Unhandled exceptions kill the server
One of the paramount aspect of webservices on Node.js to remember is: any unhandled exceptions will blow up the webserver. It won’t just return ‘500’ to the user. It will, but also blow up the webserver.
This leads to 2 important things to consider:
- a webservice on Node.JS must be monitored by a Process Manager, and automatically relaunched when failing. This, of course, is ok with your service, but you designed it to fail-fast, in accordance to the 12-factor principles.

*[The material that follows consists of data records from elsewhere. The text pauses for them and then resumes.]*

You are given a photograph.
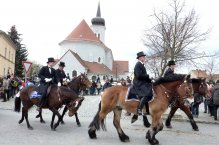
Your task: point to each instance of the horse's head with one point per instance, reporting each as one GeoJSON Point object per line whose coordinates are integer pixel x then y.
{"type": "Point", "coordinates": [85, 81]}
{"type": "Point", "coordinates": [74, 105]}
{"type": "Point", "coordinates": [185, 89]}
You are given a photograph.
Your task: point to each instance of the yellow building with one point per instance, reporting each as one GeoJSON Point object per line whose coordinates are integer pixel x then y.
{"type": "Point", "coordinates": [7, 54]}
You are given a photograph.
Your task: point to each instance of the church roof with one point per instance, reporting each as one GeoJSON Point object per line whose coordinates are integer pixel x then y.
{"type": "Point", "coordinates": [92, 67]}
{"type": "Point", "coordinates": [120, 67]}
{"type": "Point", "coordinates": [82, 32]}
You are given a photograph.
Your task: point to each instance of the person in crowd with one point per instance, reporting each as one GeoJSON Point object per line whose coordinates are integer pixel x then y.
{"type": "Point", "coordinates": [99, 86]}
{"type": "Point", "coordinates": [60, 72]}
{"type": "Point", "coordinates": [48, 76]}
{"type": "Point", "coordinates": [171, 66]}
{"type": "Point", "coordinates": [107, 84]}
{"type": "Point", "coordinates": [142, 82]}
{"type": "Point", "coordinates": [111, 79]}
{"type": "Point", "coordinates": [5, 86]}
{"type": "Point", "coordinates": [216, 99]}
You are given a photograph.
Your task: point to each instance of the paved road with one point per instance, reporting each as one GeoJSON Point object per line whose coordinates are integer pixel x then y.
{"type": "Point", "coordinates": [12, 133]}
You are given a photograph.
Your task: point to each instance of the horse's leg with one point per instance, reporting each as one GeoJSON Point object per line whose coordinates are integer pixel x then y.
{"type": "Point", "coordinates": [170, 116]}
{"type": "Point", "coordinates": [63, 113]}
{"type": "Point", "coordinates": [22, 117]}
{"type": "Point", "coordinates": [52, 121]}
{"type": "Point", "coordinates": [134, 118]}
{"type": "Point", "coordinates": [157, 126]}
{"type": "Point", "coordinates": [77, 120]}
{"type": "Point", "coordinates": [190, 116]}
{"type": "Point", "coordinates": [25, 113]}
{"type": "Point", "coordinates": [56, 112]}
{"type": "Point", "coordinates": [146, 122]}
{"type": "Point", "coordinates": [98, 119]}
{"type": "Point", "coordinates": [116, 121]}
{"type": "Point", "coordinates": [41, 117]}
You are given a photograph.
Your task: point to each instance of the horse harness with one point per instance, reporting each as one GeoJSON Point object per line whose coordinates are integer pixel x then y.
{"type": "Point", "coordinates": [173, 97]}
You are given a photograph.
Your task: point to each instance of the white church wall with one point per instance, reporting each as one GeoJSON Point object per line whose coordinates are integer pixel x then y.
{"type": "Point", "coordinates": [71, 63]}
{"type": "Point", "coordinates": [88, 51]}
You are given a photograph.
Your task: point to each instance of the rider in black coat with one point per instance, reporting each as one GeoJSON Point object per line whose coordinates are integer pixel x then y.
{"type": "Point", "coordinates": [60, 72]}
{"type": "Point", "coordinates": [170, 70]}
{"type": "Point", "coordinates": [48, 76]}
{"type": "Point", "coordinates": [142, 83]}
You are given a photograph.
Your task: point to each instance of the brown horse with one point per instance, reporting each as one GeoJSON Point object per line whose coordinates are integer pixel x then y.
{"type": "Point", "coordinates": [113, 99]}
{"type": "Point", "coordinates": [200, 87]}
{"type": "Point", "coordinates": [57, 97]}
{"type": "Point", "coordinates": [77, 84]}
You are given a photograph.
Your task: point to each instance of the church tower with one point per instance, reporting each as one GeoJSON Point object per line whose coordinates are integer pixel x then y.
{"type": "Point", "coordinates": [98, 25]}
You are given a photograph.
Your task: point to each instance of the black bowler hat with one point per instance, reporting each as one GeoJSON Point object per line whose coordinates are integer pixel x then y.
{"type": "Point", "coordinates": [62, 64]}
{"type": "Point", "coordinates": [51, 59]}
{"type": "Point", "coordinates": [171, 62]}
{"type": "Point", "coordinates": [139, 54]}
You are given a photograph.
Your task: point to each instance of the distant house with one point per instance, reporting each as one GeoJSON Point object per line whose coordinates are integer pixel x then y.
{"type": "Point", "coordinates": [199, 74]}
{"type": "Point", "coordinates": [7, 54]}
{"type": "Point", "coordinates": [84, 51]}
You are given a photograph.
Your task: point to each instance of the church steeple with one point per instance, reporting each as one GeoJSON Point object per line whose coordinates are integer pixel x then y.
{"type": "Point", "coordinates": [98, 25]}
{"type": "Point", "coordinates": [98, 20]}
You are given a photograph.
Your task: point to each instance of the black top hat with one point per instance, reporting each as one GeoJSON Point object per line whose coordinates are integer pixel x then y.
{"type": "Point", "coordinates": [51, 59]}
{"type": "Point", "coordinates": [139, 54]}
{"type": "Point", "coordinates": [171, 62]}
{"type": "Point", "coordinates": [62, 64]}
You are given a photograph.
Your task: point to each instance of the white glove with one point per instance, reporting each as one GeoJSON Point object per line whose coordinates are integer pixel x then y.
{"type": "Point", "coordinates": [48, 80]}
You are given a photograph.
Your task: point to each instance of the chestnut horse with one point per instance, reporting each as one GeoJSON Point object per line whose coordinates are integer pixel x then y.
{"type": "Point", "coordinates": [113, 99]}
{"type": "Point", "coordinates": [57, 96]}
{"type": "Point", "coordinates": [199, 86]}
{"type": "Point", "coordinates": [77, 84]}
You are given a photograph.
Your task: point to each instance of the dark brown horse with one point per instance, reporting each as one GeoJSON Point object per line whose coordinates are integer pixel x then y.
{"type": "Point", "coordinates": [200, 87]}
{"type": "Point", "coordinates": [57, 97]}
{"type": "Point", "coordinates": [113, 99]}
{"type": "Point", "coordinates": [77, 84]}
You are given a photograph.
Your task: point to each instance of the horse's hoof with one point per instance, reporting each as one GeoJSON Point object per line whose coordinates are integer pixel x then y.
{"type": "Point", "coordinates": [30, 128]}
{"type": "Point", "coordinates": [147, 124]}
{"type": "Point", "coordinates": [20, 121]}
{"type": "Point", "coordinates": [92, 134]}
{"type": "Point", "coordinates": [38, 116]}
{"type": "Point", "coordinates": [124, 138]}
{"type": "Point", "coordinates": [42, 121]}
{"type": "Point", "coordinates": [169, 126]}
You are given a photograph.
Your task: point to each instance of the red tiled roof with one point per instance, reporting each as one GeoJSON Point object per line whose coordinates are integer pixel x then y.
{"type": "Point", "coordinates": [94, 67]}
{"type": "Point", "coordinates": [82, 32]}
{"type": "Point", "coordinates": [120, 66]}
{"type": "Point", "coordinates": [200, 73]}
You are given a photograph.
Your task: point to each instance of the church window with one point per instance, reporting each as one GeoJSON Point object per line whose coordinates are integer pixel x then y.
{"type": "Point", "coordinates": [74, 73]}
{"type": "Point", "coordinates": [99, 59]}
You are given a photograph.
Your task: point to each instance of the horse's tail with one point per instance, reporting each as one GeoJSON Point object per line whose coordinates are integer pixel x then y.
{"type": "Point", "coordinates": [95, 123]}
{"type": "Point", "coordinates": [17, 104]}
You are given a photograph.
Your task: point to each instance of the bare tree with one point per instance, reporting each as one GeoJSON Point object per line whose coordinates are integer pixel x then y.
{"type": "Point", "coordinates": [174, 36]}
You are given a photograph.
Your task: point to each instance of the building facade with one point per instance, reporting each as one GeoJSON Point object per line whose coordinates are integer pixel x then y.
{"type": "Point", "coordinates": [7, 54]}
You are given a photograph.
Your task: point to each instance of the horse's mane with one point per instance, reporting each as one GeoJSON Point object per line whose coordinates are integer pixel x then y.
{"type": "Point", "coordinates": [171, 78]}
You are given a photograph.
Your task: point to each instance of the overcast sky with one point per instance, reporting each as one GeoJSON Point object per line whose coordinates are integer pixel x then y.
{"type": "Point", "coordinates": [45, 23]}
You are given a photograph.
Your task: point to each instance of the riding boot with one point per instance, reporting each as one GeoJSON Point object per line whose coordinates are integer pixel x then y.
{"type": "Point", "coordinates": [141, 105]}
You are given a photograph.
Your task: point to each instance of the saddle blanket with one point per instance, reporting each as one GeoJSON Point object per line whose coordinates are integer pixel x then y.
{"type": "Point", "coordinates": [133, 97]}
{"type": "Point", "coordinates": [35, 94]}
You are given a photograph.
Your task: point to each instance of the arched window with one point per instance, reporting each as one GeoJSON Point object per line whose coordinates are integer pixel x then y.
{"type": "Point", "coordinates": [99, 59]}
{"type": "Point", "coordinates": [74, 73]}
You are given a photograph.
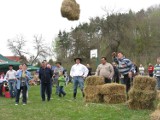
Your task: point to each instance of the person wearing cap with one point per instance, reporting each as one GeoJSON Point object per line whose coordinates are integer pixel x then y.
{"type": "Point", "coordinates": [45, 75]}
{"type": "Point", "coordinates": [105, 70]}
{"type": "Point", "coordinates": [23, 78]}
{"type": "Point", "coordinates": [11, 77]}
{"type": "Point", "coordinates": [150, 70]}
{"type": "Point", "coordinates": [125, 67]}
{"type": "Point", "coordinates": [78, 72]}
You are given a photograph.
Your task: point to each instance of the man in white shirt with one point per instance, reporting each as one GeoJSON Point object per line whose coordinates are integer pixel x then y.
{"type": "Point", "coordinates": [78, 73]}
{"type": "Point", "coordinates": [11, 77]}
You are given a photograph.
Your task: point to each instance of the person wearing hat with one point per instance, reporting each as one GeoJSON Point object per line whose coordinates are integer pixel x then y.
{"type": "Point", "coordinates": [11, 77]}
{"type": "Point", "coordinates": [78, 72]}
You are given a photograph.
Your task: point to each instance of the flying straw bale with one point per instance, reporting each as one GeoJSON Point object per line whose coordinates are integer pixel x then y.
{"type": "Point", "coordinates": [70, 9]}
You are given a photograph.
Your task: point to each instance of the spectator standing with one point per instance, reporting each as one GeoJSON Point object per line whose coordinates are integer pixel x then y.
{"type": "Point", "coordinates": [157, 73]}
{"type": "Point", "coordinates": [141, 69]}
{"type": "Point", "coordinates": [125, 67]}
{"type": "Point", "coordinates": [89, 70]}
{"type": "Point", "coordinates": [23, 78]}
{"type": "Point", "coordinates": [61, 81]}
{"type": "Point", "coordinates": [150, 70]}
{"type": "Point", "coordinates": [11, 77]}
{"type": "Point", "coordinates": [45, 75]}
{"type": "Point", "coordinates": [105, 70]}
{"type": "Point", "coordinates": [116, 75]}
{"type": "Point", "coordinates": [78, 72]}
{"type": "Point", "coordinates": [58, 69]}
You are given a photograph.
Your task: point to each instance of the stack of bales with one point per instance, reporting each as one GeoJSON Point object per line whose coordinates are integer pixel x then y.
{"type": "Point", "coordinates": [92, 89]}
{"type": "Point", "coordinates": [113, 93]}
{"type": "Point", "coordinates": [143, 93]}
{"type": "Point", "coordinates": [96, 91]}
{"type": "Point", "coordinates": [70, 9]}
{"type": "Point", "coordinates": [156, 114]}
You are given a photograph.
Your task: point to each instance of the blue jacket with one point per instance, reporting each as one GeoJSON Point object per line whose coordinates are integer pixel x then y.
{"type": "Point", "coordinates": [45, 75]}
{"type": "Point", "coordinates": [19, 75]}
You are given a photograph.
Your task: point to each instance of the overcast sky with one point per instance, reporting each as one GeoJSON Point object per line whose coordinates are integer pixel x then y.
{"type": "Point", "coordinates": [35, 17]}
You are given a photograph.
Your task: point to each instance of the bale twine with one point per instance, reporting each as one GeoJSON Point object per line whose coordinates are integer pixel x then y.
{"type": "Point", "coordinates": [144, 83]}
{"type": "Point", "coordinates": [92, 94]}
{"type": "Point", "coordinates": [94, 80]}
{"type": "Point", "coordinates": [70, 9]}
{"type": "Point", "coordinates": [143, 93]}
{"type": "Point", "coordinates": [155, 115]}
{"type": "Point", "coordinates": [112, 88]}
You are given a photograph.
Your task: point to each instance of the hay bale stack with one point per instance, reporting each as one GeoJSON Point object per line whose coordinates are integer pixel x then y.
{"type": "Point", "coordinates": [113, 93]}
{"type": "Point", "coordinates": [143, 93]}
{"type": "Point", "coordinates": [94, 80]}
{"type": "Point", "coordinates": [144, 83]}
{"type": "Point", "coordinates": [92, 94]}
{"type": "Point", "coordinates": [155, 115]}
{"type": "Point", "coordinates": [158, 94]}
{"type": "Point", "coordinates": [70, 9]}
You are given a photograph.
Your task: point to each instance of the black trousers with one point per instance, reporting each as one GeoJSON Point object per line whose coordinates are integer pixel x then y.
{"type": "Point", "coordinates": [46, 89]}
{"type": "Point", "coordinates": [107, 80]}
{"type": "Point", "coordinates": [24, 96]}
{"type": "Point", "coordinates": [127, 82]}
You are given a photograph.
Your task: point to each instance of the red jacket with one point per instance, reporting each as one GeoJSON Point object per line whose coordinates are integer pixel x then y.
{"type": "Point", "coordinates": [150, 69]}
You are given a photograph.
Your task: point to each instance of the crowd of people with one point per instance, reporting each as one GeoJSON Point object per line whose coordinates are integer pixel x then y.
{"type": "Point", "coordinates": [121, 70]}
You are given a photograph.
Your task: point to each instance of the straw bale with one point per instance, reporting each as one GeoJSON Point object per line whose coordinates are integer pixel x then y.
{"type": "Point", "coordinates": [94, 80]}
{"type": "Point", "coordinates": [155, 115]}
{"type": "Point", "coordinates": [112, 88]}
{"type": "Point", "coordinates": [115, 98]}
{"type": "Point", "coordinates": [95, 98]}
{"type": "Point", "coordinates": [134, 104]}
{"type": "Point", "coordinates": [142, 95]}
{"type": "Point", "coordinates": [144, 83]}
{"type": "Point", "coordinates": [92, 90]}
{"type": "Point", "coordinates": [70, 9]}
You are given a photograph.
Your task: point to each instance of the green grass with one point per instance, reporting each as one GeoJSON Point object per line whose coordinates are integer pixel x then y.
{"type": "Point", "coordinates": [66, 109]}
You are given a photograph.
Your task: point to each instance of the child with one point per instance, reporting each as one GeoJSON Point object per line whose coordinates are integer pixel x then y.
{"type": "Point", "coordinates": [61, 81]}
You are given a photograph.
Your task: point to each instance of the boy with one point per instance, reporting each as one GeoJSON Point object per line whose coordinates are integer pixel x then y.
{"type": "Point", "coordinates": [61, 81]}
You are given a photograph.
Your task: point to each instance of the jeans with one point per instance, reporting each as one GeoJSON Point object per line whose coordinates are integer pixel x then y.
{"type": "Point", "coordinates": [158, 82]}
{"type": "Point", "coordinates": [61, 91]}
{"type": "Point", "coordinates": [77, 80]}
{"type": "Point", "coordinates": [12, 87]}
{"type": "Point", "coordinates": [24, 94]}
{"type": "Point", "coordinates": [45, 88]}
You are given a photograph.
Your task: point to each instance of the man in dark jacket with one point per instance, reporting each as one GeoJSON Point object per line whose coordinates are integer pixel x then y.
{"type": "Point", "coordinates": [45, 75]}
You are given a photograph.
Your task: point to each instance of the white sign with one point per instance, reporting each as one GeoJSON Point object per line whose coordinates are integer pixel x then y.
{"type": "Point", "coordinates": [94, 53]}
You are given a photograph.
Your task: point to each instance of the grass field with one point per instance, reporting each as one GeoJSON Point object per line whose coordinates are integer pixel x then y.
{"type": "Point", "coordinates": [66, 108]}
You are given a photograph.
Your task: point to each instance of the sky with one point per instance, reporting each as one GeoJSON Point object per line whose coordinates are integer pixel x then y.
{"type": "Point", "coordinates": [43, 17]}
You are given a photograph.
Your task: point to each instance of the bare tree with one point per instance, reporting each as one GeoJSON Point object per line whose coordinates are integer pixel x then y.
{"type": "Point", "coordinates": [17, 45]}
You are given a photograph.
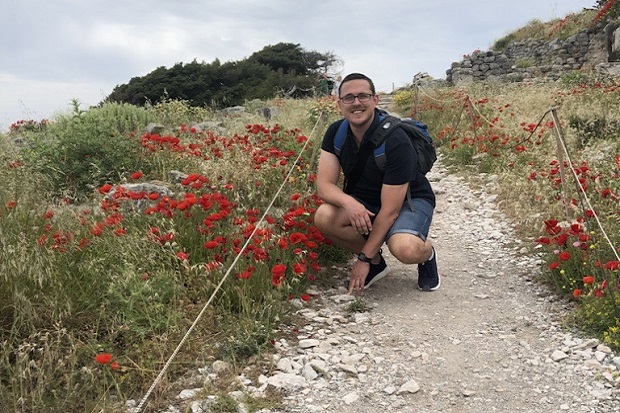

- you should handle as many errors as possible and do appropriate actions (logging, error-management notifying, replacement-value providing, etc.), so that only unforeseen exceptions will actually blow up the server. Which is actually part of Node.js philosophy: let unhandled exceptions kill the server, because if such exceptions occured, the server might be in a unstable state now; so better kill and respawn it.
Observables’ subscribe: the nuclear time-bomb in your code
It’s easy to deal with a received Observable and only care about the positive outcomes and “leaving for later” the handling of possible but “unlikely” errors the Observable might crash on.
obs.subscribe( result => { ... } );
If you wrote above code, you’re a punk, or you’re just unaware of the nuclear mole you just set up. You heard somewhere, especially in Node.js event-based programming: “always handle errors” but you didn’t handle possible errors in the subscribe. Mayyybe you got to the impression you were safe thanks to some larger-scope error-handling in your code (of course, you’re not a fool, you didn’t surround above subscribe with try… catch… knowing that the subscription itself can not fail), in such manner:
import { Observable, throwError } from "rxjs";
/**
* Returns a Promise which returns a result,
* only if this one matches some conditions.
* NOTE: tons of ways to do that better, this is
* only for the example
*/
async function showMustGoOn(): Promise<any> {
return new Promise((resolve, reject) => {
const obs: Observable<any> = throwError("You'll never get me if not in the subscribe error handler!");
obs.subscribe(
(result) => {
if (result.type === 5) { // some conditions...
resolve(result);
}
}
);
});
}
/**
* A function that could give the illusion that any error
* here or deeper will be caught and handled.
*/
async function supposedlyErrorShieldingFunction() {
// Bring it on, synchronous errors!
// It really does not make sense to do this here, because
// showMustGoOn is asynchronous (and we don't use 'await')
// and .then and .catch can't fail (their asynchronous callbacks can)
try {
const result: Promise<any> = showMustGoOn();
result.then(
(value) => { /*...*/ },
(err) => { /* I'll catch you here if that's what it takes! */ }
).catch(
(err) => { /* Otherwise, I'm totally cornering you here! */ }
);
} catch (e) {
/* There's basically no way you escape me now. As true as I'm a punk. */
}
}
supposedlyErrorShieldingFunction();
In above code, you’re trying to catch any error that bubbles up in the synchronous flow and within the returned Promise, but this does not address the rule: “handle all exceptions, especially in Observables and Promises” because the asynchronous error happening within the Observable is not handled. This error will bubble up unattended to the root of the process and make it crash.
It’s not a recommended way, but for the purpose of experiment, you could add this block of code anywhere:
// This catches all uncaught exception in the application
process.on('uncaughtException', error => {
console.log('uncaughtException', error);
});
/* // This would catch all unattended Promise rejection
process.on('unhandledRejection', (error: any) => {
console.log('unhandledRejection', error.message);
});
*/
which would print:
uncaughtException You'll never get me if not in the subscribe handler!
Those global catchers are not recommended, especially in production, because of above-mentionned philosophy: let unhandled exceptions kill the server, because if such exceptions occured, the server might be in a unstable state now; so better kill and respawn it.